Millions of Americans are expected to pay a fine rather than buy health insurance.
Obamacare’s individual mandate forces people to either purchase a government-approved level of insurance coverage or pay a fine. The Congressional Budget Office (CBO) recently updated its projections on how many will pay the mandate penalty to about 4 million payers in 2016.
Nearly 70 percent of those that are expected to pay the penalty have incomes that qualify for premium tax credits in Obamacare’s exchanges, meaning they could receive some government subsidy to offset the costs of insurance, although other factors might deem them ineligible.
From 2015-2024, the mandate will generate $46 billion in revenue from the uninsured. The penalty is the greater of $95 or 1 percent of income this year. In 2015, it will increase to $325 or 2 percent of income in 2015, and in 2016, it will reach $695 or 2.5 percent of income.
Although only 4 million will pay the penalty for not obtaining coverage, the CBO projects 30 million people will be uninsured in 2016. This is because the 26 million people that are uninsured but do not have to pay a penalty are assumed to qualify for one of the law’s many exemptions.

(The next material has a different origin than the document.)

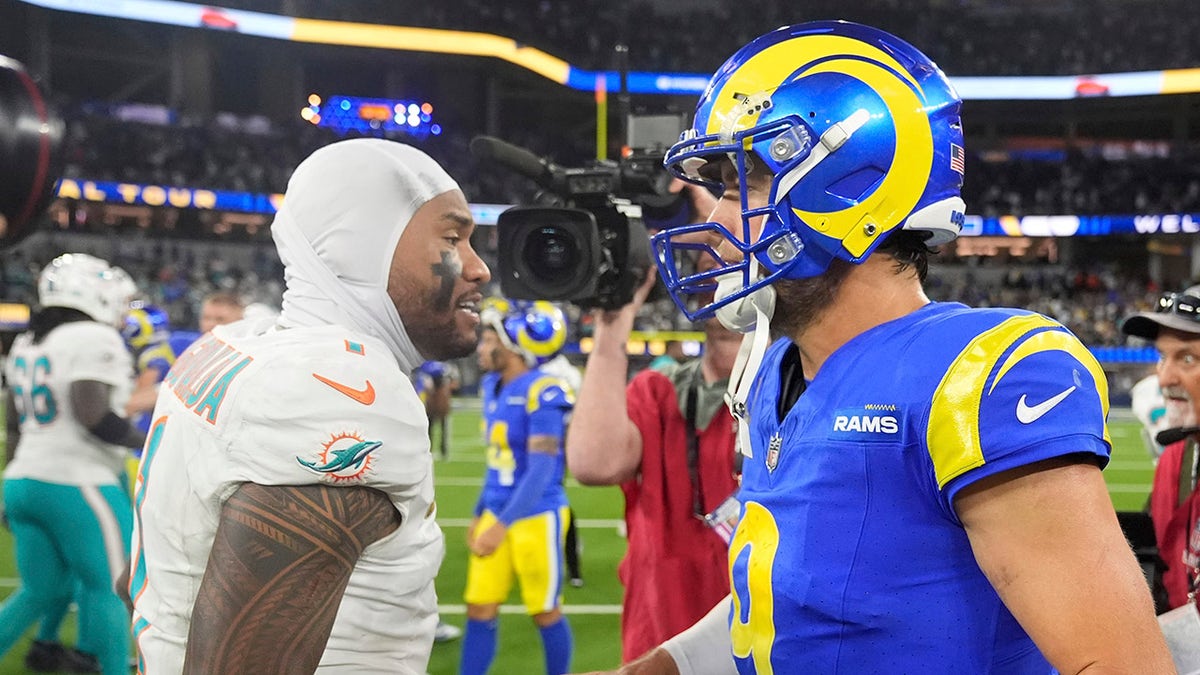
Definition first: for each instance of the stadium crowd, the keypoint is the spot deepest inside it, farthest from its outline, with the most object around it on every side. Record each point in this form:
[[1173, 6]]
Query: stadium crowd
[[216, 155], [966, 37]]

Examples of exemptions include unauthorized immigrants, people with incomes low enough that they are not required to file an income tax return, people with incomes below 138 percent of the federal poverty line that live in states that do not expand their Medicaid programs, and those filing for bankruptcy in the last 6 months.
Another way to qualify for a hardship exemption that is a bit peculiar is to have had your plan canceled due to Obamacare’s new requirements on insurance plans and then subjectively deem other coverage options unaffordable—without needing to submit proof.
Without a doubt, the individual mandate tax is one of the law’s most contentious provisions but taxpayers must remember that it is just one of the law’s 18 new tax increases—which are estimated to bring in an estimated $771 billion in revenue over a decade.